Üstel, Bak'ı kabul etti: KKTC'yi yaşatmak için kurduk ve ilelebet yaşatacağız

Üstel, Bak’ı kabul etti: KKTC’yi yaşatmak için kurduk ve ilelebet yaşatacağız

“VATANDAŞIMIZ DERİN BİR EKONOMİK KRİZ İLE BOĞUŞUYOR”

Denktaş bugün katılmış olduğu her iki yayında da vatandaşın asla olmadığı kadar ciddi bir ekonomik krizle boğuştuğunu, zam üstüne zamlarla karşılaştığını belirtti; Denktaş, “Mesela elektriğe meydana getirilen yüzde 31’lik zammı gören yurttaş, 150 kişiyi gereksiz yere istihdam ettikleri için mi bu zammı yapıyorlar diye düşünür. Gelen tepkilerden dolayı zammı yüzde 15’e çektiğiniz vakit bu sefer de neye bakılırsa yüzde 31 dediniz, neye bakılırsa yüzde 15’e çektiniz diye düşünür. Elektrik kurumu derhal elektrik maliyetini ucuzlatmanın yollarını aramalı. Bu sebeple elektrik maliyetleri pek fazlaca sektörde her şeyin fiyatının artmasına sebep oluyor” diye konuştu. Yabancıya toprak satışı ile ilgili görüşlerini de aktaran Denktaş, “Bu mevzuda direkt satış yerine uzun vadeli icar yoluna gidilmedi. Mülk devlette kalmalı ve uzun soluklu kiralanmalı. Toplanan bu gelirlerden de bir fon oluşturularak, vatandaşımızın barınma ihtiyacı çözülmeli. Yurttaş bırakın ev almayı, kira ödeyemeyecek hale geldi. Hızlıca toplumsal konut projeleri masaya yatırılmalı” dedi.

“İLK ÖZEL RADYO İLE DEMOKRATİK BİR ADIM ATTIK”

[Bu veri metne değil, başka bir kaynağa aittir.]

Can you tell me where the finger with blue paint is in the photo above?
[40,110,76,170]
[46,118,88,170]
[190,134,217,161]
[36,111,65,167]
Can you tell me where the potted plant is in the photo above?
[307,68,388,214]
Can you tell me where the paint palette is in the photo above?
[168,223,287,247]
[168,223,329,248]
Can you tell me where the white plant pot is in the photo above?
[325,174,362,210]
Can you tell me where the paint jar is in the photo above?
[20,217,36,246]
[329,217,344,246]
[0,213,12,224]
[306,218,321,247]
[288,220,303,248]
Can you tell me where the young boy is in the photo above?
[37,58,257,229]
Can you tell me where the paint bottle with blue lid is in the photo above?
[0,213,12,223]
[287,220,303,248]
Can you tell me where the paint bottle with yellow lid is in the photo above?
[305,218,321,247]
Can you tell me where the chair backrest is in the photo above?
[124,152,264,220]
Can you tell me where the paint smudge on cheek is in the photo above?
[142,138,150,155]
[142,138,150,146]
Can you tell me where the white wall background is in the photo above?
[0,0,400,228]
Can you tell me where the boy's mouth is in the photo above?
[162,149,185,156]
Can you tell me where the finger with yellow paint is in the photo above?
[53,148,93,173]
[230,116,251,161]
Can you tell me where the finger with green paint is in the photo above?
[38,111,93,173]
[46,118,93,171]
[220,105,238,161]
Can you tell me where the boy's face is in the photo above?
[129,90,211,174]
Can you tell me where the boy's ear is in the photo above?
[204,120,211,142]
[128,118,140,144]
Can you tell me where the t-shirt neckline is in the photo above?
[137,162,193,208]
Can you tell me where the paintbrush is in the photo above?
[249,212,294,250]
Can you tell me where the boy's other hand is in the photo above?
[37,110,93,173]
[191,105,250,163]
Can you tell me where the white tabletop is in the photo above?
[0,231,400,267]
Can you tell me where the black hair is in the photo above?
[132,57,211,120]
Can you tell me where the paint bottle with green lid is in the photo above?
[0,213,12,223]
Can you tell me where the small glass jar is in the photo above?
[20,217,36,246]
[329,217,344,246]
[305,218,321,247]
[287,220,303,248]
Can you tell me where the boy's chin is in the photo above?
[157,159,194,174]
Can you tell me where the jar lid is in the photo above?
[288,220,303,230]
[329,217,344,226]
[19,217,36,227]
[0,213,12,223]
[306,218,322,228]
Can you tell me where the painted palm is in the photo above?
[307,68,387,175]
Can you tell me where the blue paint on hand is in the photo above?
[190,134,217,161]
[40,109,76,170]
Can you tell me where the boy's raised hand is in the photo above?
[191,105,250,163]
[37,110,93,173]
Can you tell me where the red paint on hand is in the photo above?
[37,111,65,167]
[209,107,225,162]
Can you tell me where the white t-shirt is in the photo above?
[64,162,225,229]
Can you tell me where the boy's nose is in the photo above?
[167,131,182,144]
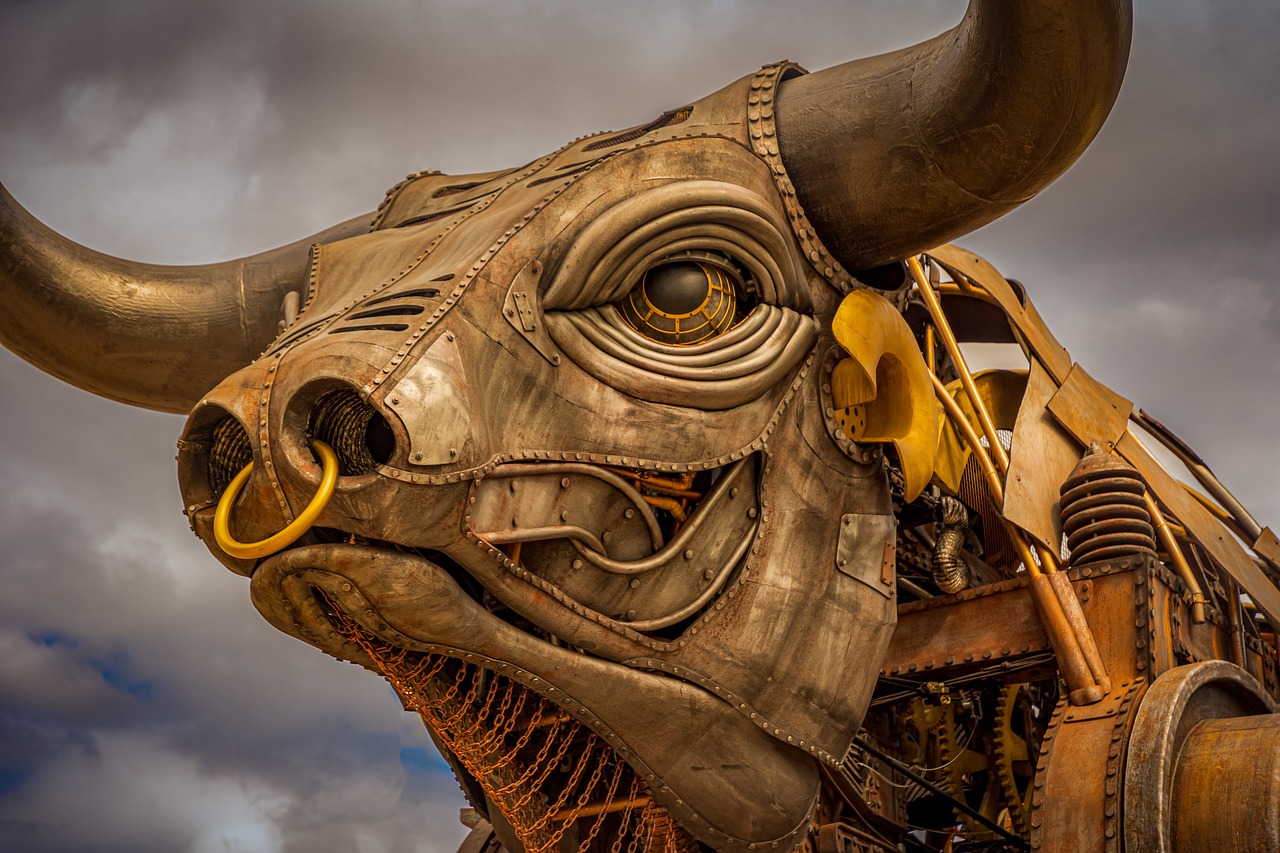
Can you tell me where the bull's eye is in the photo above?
[307,388,396,476]
[617,260,745,346]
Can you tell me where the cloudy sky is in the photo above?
[0,0,1280,853]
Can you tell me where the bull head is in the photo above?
[0,0,1130,850]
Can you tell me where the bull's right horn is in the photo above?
[0,180,371,412]
[777,0,1133,272]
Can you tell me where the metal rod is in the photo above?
[854,735,1028,849]
[906,255,1009,479]
[1143,491,1206,625]
[1132,409,1262,537]
[931,374,1106,704]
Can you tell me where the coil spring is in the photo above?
[933,497,970,596]
[1062,444,1156,566]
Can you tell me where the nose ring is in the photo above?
[214,439,338,560]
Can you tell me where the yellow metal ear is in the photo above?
[933,370,1027,494]
[831,289,942,501]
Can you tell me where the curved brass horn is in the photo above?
[777,0,1133,270]
[0,186,370,412]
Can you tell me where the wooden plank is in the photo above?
[925,245,1071,383]
[1116,432,1280,624]
[1004,359,1084,555]
[1048,364,1133,448]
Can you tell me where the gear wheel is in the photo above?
[992,684,1043,836]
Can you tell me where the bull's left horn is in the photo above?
[0,186,371,412]
[776,0,1133,272]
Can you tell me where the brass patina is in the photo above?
[0,0,1280,853]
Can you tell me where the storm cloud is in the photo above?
[0,0,1280,853]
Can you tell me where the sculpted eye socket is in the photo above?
[617,259,754,346]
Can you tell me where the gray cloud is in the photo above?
[0,0,1280,853]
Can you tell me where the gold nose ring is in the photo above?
[214,439,338,560]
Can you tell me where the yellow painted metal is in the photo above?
[933,370,1027,494]
[831,289,941,501]
[214,439,338,560]
[906,256,1009,475]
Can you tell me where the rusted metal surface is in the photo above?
[1124,661,1280,853]
[0,0,1280,853]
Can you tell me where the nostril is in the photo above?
[209,418,253,498]
[307,388,396,476]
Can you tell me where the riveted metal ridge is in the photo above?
[266,169,517,352]
[466,517,844,766]
[1102,676,1147,853]
[1029,695,1071,850]
[462,450,767,653]
[746,60,861,293]
[378,352,813,485]
[627,657,844,767]
[255,351,293,521]
[361,151,584,394]
[369,169,444,231]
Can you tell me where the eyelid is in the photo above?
[545,305,818,410]
[552,306,808,382]
[582,305,785,368]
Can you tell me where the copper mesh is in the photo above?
[322,607,700,853]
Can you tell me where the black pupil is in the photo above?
[644,264,710,315]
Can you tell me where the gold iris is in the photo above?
[618,260,737,346]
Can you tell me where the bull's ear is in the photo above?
[831,289,942,501]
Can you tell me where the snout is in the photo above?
[178,338,475,575]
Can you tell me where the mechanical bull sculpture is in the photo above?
[0,0,1280,853]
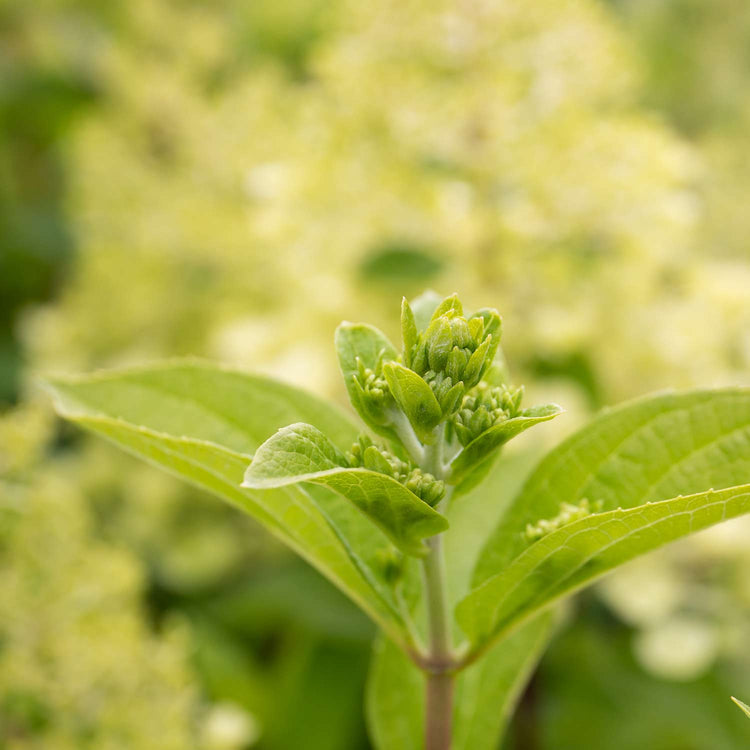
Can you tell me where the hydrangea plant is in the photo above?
[45,295,750,750]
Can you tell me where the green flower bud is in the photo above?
[450,318,476,349]
[471,307,502,341]
[469,317,485,341]
[445,346,469,383]
[404,469,445,506]
[425,317,453,372]
[354,357,394,425]
[453,384,523,446]
[463,335,496,388]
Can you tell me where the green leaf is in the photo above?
[401,297,419,367]
[452,612,555,750]
[732,697,750,718]
[365,635,424,750]
[473,388,750,586]
[242,424,448,556]
[44,360,359,453]
[338,323,398,441]
[456,484,750,644]
[450,404,565,484]
[383,362,443,443]
[365,613,554,750]
[42,362,412,643]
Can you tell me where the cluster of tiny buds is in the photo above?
[452,383,523,446]
[346,435,445,506]
[353,352,394,425]
[402,295,501,417]
[524,497,604,542]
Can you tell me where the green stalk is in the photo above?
[423,428,455,750]
[424,535,454,750]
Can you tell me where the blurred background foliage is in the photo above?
[0,0,750,750]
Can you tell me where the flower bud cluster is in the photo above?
[524,497,604,542]
[452,383,523,446]
[403,295,500,417]
[354,355,394,425]
[346,435,445,506]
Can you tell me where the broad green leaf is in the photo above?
[453,612,555,750]
[365,635,425,750]
[243,424,448,556]
[336,323,398,441]
[456,484,750,644]
[450,404,564,484]
[732,697,750,718]
[366,613,553,750]
[44,360,358,454]
[43,362,412,642]
[474,388,750,586]
[383,362,443,443]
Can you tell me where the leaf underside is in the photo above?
[457,388,750,648]
[48,362,414,643]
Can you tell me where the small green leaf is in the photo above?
[432,292,464,320]
[365,635,424,750]
[732,697,750,718]
[401,297,418,367]
[456,484,750,644]
[335,323,398,440]
[242,424,448,556]
[383,362,443,443]
[449,404,564,484]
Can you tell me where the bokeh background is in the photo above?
[0,0,750,750]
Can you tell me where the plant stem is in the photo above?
[424,535,454,750]
[423,428,454,750]
[424,672,454,750]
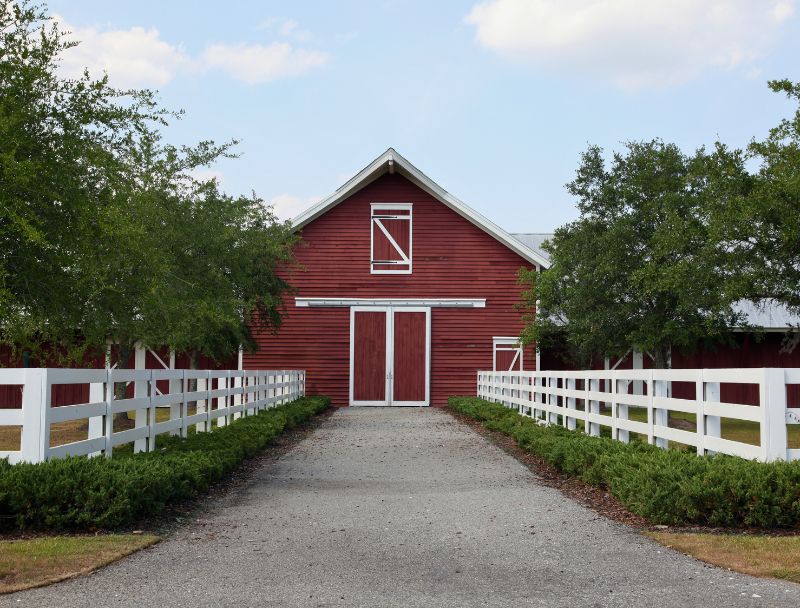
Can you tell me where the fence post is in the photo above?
[564,378,577,431]
[545,376,558,424]
[584,378,600,437]
[88,374,108,456]
[611,378,630,443]
[653,380,669,449]
[103,367,115,458]
[178,369,189,438]
[194,372,211,433]
[697,382,722,456]
[760,367,788,462]
[133,344,150,454]
[167,350,181,437]
[20,367,50,463]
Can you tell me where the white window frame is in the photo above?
[369,203,414,274]
[492,336,525,372]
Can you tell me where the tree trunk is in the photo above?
[653,346,672,369]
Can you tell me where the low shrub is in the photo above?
[448,397,800,528]
[0,397,330,530]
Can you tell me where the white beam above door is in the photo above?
[294,298,486,308]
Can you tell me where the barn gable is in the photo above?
[244,150,542,406]
[292,148,548,270]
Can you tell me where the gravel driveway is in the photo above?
[0,408,800,608]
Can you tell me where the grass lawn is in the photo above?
[0,406,202,451]
[0,534,159,593]
[628,407,800,448]
[645,532,800,583]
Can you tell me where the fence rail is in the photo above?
[0,368,305,463]
[478,368,800,461]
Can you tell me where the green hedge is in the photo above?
[0,397,330,530]
[449,397,800,528]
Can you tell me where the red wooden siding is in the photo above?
[244,175,535,406]
[353,311,386,401]
[392,311,427,401]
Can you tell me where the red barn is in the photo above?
[243,148,546,406]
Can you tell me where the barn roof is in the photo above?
[511,232,553,266]
[292,148,549,267]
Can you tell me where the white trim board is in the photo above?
[294,298,486,308]
[292,148,550,269]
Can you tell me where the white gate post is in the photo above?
[20,368,50,463]
[760,367,788,462]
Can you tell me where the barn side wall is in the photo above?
[244,175,535,406]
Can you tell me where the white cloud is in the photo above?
[54,16,329,88]
[466,0,795,89]
[256,17,313,42]
[54,16,191,88]
[201,42,328,84]
[269,193,321,220]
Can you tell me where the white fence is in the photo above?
[478,368,800,461]
[0,368,305,463]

Denktaş Genç Tv’de Muazzez Gazihan’ın sorularını yanıtlarken bununla beraber KKTC’nin ilk hususi radyosu olan First Fm’in de 28. kurum yıldönümü kutlandı. Denktaş ilk hususi radyo yayınına yasal izni veren, devrin Devlet Bakanı ve Başbakan Yardımcısı olarak mevzu ile ilgili şu açıklamayı yapmış oldu: “Ben demokrasi aşığı bir insanım. Fazlaca sesliliğe inandım, karşıt fikirlerin dinlenip saygı duyulması gerektiğine inandım. Bu şekilde bir fikir ile yetiştim ve hala bu düşünceyi savunuyorum. 1996 senesinde tek medya kuruluşu Bayrak Radyo Tv Kurumu’ydu. Bu tek sesliliğe sebep oluyordu. Teşkilatlanma döneminde bu anlaşılır ve yararlı bir şey olabilir fakat artık bir cumhuriyet kurmuşsanız ve demokrasi istiyorsanız bu tek seslilik kabul edilemezdi. Bu yüzden ne yapılabilir diye düşündüğümde, hususi tv kurmanın maliyetinden dolayı hususi radyo kurulması icap ettiğini düşünmüştüm. Tv yatırımına o tarihte girebilecek kimse olmadığını bildiğimden en azından radyo yayıncılığı ile bu tek sesliliği kırabiliriz diye düşündüm. Yasal zemini araştırdım ve bir engel olmadığını gördüm. Bir söyleşi esnasında da Ertan Birinci’nin bu şekilde bir yayıncılığa hazır bulunduğunu ve izin alamadığını öğrendim. Yasal çerçevede izni hazırlayıp imzaladım. Böylece demokrasimizi güçlendiren bu vakası gerçekleştirdik.”